Appellant A stelt dat de rechtbank ten onrechte de rechtsgevolgen van de vernietigde omzettingsvergunning niet in stand heeft gelaten. De Afdeling oordeelt dat de rechtbank terecht is uitgegaan van de ten tijde van de uitspraak geldende feiten en omstandigheden en het dan geldende recht (ECLI:NL:RVS:2021:2843). De rechtbank is gelet hierop terecht uitgegaan van de ten tijde van haar uitspraak geldende Huisvestingsverordening. Dat is de versie geldend van 16 januari 2023 tot 1 januari 2024. In deze versie van de Huisvestingsverordening bepaalt artikel 5.1, eerste lid, dat moet worden getoetst aan de regels ten tijde van de aanvraag (versie 1 jan. 2020 – 1 juli 2020), waarin geen vrijstelling gold voor woningvorming. De rechtbank heeft terecht overwogen dat niet is voldaan aan de destijds geldende eis dat de te vormen woonruimten zelfstandig moeten zijn. Daarom was er geen grond om appellant A op zijn aanvraag van 23 maart 2020 een vergunning voor woningvormen te verlenen.

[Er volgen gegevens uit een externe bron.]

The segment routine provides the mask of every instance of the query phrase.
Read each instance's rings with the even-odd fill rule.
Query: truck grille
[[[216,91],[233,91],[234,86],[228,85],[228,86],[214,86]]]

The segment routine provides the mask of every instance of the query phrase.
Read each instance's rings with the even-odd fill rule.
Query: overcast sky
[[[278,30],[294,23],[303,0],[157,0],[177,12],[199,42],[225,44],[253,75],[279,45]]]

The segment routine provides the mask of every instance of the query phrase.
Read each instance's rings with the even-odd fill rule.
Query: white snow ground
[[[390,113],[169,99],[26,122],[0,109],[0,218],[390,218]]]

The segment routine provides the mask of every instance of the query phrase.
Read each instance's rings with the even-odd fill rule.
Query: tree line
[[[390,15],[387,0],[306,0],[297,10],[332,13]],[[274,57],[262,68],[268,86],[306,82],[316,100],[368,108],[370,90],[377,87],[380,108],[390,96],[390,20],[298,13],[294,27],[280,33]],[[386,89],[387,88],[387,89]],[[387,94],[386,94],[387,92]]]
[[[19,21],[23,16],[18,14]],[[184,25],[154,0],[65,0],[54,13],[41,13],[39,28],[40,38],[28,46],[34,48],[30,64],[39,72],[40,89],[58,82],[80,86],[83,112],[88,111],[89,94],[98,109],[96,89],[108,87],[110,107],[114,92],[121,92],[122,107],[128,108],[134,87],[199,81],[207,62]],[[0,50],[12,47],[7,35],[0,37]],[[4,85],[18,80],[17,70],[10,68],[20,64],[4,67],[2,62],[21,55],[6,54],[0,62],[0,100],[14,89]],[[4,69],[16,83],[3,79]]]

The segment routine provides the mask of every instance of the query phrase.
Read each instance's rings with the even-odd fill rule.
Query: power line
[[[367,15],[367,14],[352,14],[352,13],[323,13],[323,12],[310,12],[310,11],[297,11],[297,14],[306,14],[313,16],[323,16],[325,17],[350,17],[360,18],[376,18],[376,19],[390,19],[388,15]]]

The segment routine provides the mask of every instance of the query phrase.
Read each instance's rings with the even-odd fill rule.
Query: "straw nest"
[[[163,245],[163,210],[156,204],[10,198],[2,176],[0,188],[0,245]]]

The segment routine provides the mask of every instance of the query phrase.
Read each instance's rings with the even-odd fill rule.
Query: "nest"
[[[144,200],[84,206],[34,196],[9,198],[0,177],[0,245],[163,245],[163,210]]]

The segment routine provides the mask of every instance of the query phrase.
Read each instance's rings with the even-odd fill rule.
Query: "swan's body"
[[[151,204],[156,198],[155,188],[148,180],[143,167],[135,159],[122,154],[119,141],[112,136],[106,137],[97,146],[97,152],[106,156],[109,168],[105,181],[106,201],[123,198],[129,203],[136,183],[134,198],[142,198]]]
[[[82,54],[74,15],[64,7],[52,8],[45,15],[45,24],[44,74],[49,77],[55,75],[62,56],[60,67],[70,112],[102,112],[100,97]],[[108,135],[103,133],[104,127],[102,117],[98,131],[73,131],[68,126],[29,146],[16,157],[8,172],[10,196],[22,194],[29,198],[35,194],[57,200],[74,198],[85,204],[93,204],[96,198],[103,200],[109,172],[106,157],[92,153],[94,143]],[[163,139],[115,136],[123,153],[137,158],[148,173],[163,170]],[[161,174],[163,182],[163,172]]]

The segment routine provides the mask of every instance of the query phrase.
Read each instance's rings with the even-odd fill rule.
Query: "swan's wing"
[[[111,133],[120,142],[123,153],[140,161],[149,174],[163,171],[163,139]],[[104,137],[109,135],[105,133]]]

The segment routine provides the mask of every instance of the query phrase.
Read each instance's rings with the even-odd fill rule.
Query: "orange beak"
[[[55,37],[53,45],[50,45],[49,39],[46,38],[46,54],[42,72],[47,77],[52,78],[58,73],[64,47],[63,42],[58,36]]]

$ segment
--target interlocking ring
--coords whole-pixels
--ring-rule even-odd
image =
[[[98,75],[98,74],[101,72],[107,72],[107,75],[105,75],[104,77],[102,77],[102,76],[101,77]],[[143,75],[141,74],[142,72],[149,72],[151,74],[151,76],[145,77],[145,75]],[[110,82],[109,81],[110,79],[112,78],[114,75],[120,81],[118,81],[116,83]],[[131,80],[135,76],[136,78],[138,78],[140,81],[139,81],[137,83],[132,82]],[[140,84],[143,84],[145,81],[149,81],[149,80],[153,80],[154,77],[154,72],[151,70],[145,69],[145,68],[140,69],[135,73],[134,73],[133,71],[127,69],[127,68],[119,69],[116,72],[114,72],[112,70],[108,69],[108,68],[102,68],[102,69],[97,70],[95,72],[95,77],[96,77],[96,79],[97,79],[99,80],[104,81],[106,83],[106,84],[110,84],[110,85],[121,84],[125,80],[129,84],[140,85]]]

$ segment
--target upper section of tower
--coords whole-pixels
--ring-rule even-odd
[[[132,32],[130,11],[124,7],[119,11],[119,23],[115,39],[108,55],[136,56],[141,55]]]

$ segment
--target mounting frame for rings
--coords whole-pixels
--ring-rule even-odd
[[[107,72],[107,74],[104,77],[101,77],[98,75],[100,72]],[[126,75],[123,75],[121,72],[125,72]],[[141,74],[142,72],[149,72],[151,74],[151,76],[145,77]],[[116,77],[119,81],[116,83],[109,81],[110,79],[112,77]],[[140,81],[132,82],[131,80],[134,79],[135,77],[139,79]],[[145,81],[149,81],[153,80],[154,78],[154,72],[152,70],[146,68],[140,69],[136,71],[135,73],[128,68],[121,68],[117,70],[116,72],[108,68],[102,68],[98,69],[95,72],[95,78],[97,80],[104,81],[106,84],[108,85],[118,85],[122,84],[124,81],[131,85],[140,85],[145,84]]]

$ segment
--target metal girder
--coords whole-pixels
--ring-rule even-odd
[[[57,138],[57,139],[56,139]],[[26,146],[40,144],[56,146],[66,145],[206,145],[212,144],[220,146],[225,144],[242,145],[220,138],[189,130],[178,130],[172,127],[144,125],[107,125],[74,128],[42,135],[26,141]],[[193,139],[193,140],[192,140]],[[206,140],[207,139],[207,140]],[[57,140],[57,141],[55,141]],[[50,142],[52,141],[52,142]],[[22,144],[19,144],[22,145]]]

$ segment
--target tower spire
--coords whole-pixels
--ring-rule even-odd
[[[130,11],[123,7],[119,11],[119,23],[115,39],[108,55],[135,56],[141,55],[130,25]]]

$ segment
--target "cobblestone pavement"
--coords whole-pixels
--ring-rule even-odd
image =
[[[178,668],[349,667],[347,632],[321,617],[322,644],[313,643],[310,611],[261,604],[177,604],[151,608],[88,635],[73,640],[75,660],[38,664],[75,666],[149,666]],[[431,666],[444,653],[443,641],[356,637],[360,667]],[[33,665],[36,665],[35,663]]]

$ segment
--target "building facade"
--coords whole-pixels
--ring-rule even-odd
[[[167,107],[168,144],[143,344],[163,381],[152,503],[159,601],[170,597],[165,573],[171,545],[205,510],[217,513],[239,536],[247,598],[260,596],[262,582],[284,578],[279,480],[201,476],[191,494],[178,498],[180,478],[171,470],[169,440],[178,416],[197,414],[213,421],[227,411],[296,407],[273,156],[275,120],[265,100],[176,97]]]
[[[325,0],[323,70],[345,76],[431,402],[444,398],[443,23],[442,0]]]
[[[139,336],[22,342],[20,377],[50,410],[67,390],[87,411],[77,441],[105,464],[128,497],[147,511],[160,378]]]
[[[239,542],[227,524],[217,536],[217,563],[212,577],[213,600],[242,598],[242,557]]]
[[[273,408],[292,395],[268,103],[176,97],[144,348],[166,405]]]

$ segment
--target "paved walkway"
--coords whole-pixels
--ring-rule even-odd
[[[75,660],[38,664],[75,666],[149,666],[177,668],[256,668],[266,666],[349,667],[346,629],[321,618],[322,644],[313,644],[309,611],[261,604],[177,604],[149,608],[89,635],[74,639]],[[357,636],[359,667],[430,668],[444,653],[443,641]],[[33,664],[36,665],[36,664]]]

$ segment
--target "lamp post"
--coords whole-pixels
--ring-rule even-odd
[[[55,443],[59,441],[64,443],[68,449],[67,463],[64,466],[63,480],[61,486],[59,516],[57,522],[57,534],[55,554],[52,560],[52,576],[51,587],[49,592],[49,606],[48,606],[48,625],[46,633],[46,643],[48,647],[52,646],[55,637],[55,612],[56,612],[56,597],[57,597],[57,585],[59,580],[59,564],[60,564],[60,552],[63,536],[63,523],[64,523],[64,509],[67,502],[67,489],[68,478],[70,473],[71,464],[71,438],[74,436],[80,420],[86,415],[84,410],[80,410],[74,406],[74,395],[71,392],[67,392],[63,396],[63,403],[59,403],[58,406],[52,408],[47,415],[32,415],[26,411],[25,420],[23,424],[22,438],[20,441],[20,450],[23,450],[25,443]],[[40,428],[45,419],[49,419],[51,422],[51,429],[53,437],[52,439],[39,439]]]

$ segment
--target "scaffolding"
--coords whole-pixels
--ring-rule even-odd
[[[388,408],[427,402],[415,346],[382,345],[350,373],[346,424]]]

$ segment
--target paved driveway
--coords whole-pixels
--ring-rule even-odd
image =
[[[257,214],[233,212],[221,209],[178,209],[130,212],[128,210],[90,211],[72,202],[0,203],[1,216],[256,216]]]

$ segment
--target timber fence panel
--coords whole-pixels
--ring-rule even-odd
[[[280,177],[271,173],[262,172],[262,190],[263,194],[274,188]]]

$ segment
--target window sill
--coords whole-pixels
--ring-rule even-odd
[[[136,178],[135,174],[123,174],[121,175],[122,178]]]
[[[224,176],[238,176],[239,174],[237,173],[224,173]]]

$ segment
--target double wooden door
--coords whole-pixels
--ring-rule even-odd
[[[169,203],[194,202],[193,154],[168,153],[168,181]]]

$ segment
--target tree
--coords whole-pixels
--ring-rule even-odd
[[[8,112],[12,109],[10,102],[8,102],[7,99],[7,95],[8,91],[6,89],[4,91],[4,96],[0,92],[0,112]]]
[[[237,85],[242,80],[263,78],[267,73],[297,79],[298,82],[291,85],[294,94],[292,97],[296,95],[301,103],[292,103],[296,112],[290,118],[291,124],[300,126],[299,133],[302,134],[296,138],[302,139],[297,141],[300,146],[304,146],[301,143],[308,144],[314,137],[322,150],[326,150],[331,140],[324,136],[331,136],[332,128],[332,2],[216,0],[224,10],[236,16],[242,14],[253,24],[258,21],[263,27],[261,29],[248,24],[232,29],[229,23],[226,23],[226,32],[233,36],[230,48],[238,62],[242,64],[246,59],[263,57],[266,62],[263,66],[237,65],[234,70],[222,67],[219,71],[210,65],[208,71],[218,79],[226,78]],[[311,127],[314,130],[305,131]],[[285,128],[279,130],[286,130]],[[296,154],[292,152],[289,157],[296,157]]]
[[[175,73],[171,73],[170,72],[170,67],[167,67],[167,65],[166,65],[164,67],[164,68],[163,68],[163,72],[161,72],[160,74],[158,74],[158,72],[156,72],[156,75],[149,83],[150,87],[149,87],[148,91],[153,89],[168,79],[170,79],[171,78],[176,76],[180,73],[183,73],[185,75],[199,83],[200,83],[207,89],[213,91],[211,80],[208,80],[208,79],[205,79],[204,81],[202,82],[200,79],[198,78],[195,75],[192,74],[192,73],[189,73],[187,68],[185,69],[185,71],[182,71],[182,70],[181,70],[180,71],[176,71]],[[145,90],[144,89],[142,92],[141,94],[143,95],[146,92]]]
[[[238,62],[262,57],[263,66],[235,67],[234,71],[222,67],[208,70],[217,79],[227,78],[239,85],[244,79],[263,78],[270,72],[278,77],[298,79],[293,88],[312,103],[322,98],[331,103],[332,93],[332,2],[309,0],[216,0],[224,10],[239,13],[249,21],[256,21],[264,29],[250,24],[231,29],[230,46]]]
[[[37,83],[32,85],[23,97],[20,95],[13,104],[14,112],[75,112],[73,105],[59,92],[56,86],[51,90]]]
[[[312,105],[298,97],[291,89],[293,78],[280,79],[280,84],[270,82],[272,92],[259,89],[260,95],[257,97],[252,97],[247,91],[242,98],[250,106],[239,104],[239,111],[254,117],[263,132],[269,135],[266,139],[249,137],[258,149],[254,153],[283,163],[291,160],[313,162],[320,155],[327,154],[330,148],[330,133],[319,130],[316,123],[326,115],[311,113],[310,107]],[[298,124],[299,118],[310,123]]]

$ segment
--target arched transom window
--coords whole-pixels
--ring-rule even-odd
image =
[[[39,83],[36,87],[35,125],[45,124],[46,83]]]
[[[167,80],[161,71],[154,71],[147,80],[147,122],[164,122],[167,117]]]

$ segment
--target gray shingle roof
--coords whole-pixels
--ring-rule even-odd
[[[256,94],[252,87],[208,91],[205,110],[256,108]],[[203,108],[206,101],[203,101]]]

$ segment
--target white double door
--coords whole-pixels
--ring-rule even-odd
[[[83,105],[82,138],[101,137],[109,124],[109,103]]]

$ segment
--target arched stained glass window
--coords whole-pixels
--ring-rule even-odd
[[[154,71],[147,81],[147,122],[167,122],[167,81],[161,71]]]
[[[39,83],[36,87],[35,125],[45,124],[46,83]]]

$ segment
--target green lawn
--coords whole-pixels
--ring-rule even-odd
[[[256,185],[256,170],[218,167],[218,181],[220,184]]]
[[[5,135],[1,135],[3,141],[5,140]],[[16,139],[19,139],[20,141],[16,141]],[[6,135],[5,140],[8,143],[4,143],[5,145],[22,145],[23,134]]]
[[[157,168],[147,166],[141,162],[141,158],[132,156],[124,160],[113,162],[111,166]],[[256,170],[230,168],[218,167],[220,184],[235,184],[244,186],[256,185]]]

De rechtbank heeft dan ook terecht geen aanleiding gezien om de rechtsgevolgen van het besluit van 25 mei 2021 in stand te laten. Het betoog faalt.

Beslissing van de Afdeling

De Afdeling bevestigd de aangevallen uitspraak van de rechtbank, verklaart het hoger beroep van het college niet-ontvankelijk en verklaart het hoger beroep van appellant A ongegrond.